Frequent timeout

Tue Sep 11 21:19:08 UTC 2018

I will walk back my previous comments and just say that bandwidth may be in play because anytime you soak a circuit it is not good.

Take a look at this query sequence:

dns.qry.type == 28 && dns.qry.name == concured.co

Packet 42356 shows a AAAA query for concurred.co.
Packets 42357/8 show 68.195.193.45 relaying the query to 62.138.132.21.
Packets 43015/16 show 62.138.132.21 replying with its query response to 68.195.193.45.

And that's it.  Nothing is seen being sent back to 127.0.0.1.  At least on the wire.  By way of comparison, packet 161 shows 127.0.0.1 answering itself so I would consider the previous no response a clue.

Moving on:

Packet 48874 shows 127.0.0.1 asking for a AAAA record again.
This time we don’t see any external communication.
Packet 87174 shows 127.0.0.1 replying with server failure.

It took nearly 25 seconds to decide upon a SERVFAIL and that is another clue.

That said, there a heaps of queries where DNS worked as expected.  I really had to dig for the above examples because it seems like the vast majority of the server failure messages either do not get a reply on the localhost or we don’t see the routable adapter on the server attempting to reach out to get the answer.  concurred.co is unique in that we see that attempt to reach out and no attempt.

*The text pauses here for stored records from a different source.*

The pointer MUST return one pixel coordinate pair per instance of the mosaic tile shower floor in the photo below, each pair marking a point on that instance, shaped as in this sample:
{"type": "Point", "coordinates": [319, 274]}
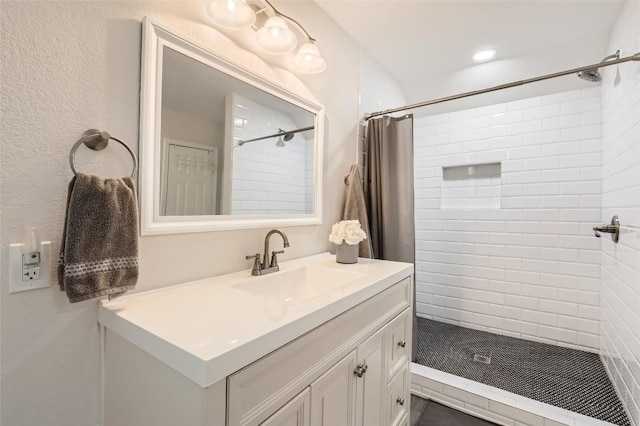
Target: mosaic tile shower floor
{"type": "Point", "coordinates": [566, 378]}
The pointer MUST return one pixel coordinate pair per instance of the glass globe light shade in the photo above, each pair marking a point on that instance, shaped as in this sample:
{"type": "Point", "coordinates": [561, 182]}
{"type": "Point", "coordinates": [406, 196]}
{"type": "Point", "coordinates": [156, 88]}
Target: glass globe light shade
{"type": "Point", "coordinates": [276, 37]}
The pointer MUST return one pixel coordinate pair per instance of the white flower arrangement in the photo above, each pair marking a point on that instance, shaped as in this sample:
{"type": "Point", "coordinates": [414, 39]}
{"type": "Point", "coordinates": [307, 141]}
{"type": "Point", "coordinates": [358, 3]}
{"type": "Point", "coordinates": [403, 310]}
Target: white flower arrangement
{"type": "Point", "coordinates": [348, 231]}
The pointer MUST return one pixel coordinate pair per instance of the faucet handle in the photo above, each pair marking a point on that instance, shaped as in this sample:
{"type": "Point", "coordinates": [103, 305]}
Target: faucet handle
{"type": "Point", "coordinates": [274, 258]}
{"type": "Point", "coordinates": [257, 266]}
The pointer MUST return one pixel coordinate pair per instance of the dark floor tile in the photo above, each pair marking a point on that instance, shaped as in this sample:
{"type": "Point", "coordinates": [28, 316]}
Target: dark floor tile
{"type": "Point", "coordinates": [567, 378]}
{"type": "Point", "coordinates": [439, 415]}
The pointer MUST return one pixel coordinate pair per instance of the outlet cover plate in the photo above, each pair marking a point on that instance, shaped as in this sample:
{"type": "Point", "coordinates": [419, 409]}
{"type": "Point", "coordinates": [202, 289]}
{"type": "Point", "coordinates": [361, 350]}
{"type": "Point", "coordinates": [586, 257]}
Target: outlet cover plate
{"type": "Point", "coordinates": [15, 269]}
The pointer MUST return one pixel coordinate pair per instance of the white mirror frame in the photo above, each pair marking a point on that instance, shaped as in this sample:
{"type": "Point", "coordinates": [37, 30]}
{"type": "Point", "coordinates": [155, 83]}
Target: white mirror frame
{"type": "Point", "coordinates": [154, 38]}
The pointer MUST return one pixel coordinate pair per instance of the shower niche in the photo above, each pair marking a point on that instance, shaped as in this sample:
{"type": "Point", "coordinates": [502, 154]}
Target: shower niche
{"type": "Point", "coordinates": [471, 186]}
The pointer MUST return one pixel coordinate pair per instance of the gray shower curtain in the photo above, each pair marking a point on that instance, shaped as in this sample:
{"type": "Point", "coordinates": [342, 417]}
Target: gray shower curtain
{"type": "Point", "coordinates": [389, 191]}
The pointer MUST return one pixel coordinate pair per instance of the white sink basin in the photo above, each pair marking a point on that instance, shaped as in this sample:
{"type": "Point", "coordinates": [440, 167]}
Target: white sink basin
{"type": "Point", "coordinates": [299, 284]}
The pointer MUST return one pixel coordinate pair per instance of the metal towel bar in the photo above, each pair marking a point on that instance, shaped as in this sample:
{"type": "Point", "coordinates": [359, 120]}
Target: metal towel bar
{"type": "Point", "coordinates": [98, 140]}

If the traffic that 127.0.0.1 is putting on the wire does not go out I am thinking firewall but you may be dealing with bandwidth exhaustion exclusively and it is presenting itself in this manner.  Or you may have a server configuration issues or a server that is under powered.

Sometimes pcap's are black and white and it gives you a "here is your problem" answer and other times it is like this where it does not give us anything conclusively to work with.  Since this sever is sputtering around I would set about first stabilizing traffic from 127.0.0.1 going out.  You need to see outbound traffic hit 127.0.0.1 then hit your external adapter without missing.  Boom, boom, boom on down the line.

Hopefully others may have better more insightful suggestions.

Good hunting!

John

-----Original Message-----
From: Alex [mailto:mysqlstudent at gmail.com] 
Sent: Tuesday, September 11, 2018 1:57 PM
To: John W. Blue; bind-users at lists.isc.org
Subject: Re: Frequent timeout

Hi,

On Tue, Sep 11, 2018 at 2:47 PM John W. Blue <john.blue at rrcic.com> wrote:
>
> If you use wireshark to slice n dice the pcap .. "dns.flags.rcode == 2" shows all of your SERVFAIL happens on localhost.
>
> If you switch to "dns.qry.name == storage.pardot.com" every single query is localhost.
>
> Unless you have another NIC that you are sending traffic over this does not look like a bandwidth issue at this particular point in time.

Thanks so much. I think I also may have confused things by suggesting it was related to bandwidth or utilization. I see it also happen now more regularly too.

Can you ascertain why it is reporting these SERVFAILs?

The queries are on localhost because /etc/resolv.conf lists localhost as the nameserver. Is that why we can't diagnose this? This most recent packet trace was started with "-i any". Why would the ones on localhost be the ones which are failing? I'm assuming postfix and/or some other process is querying bind on localhost to cause these errors?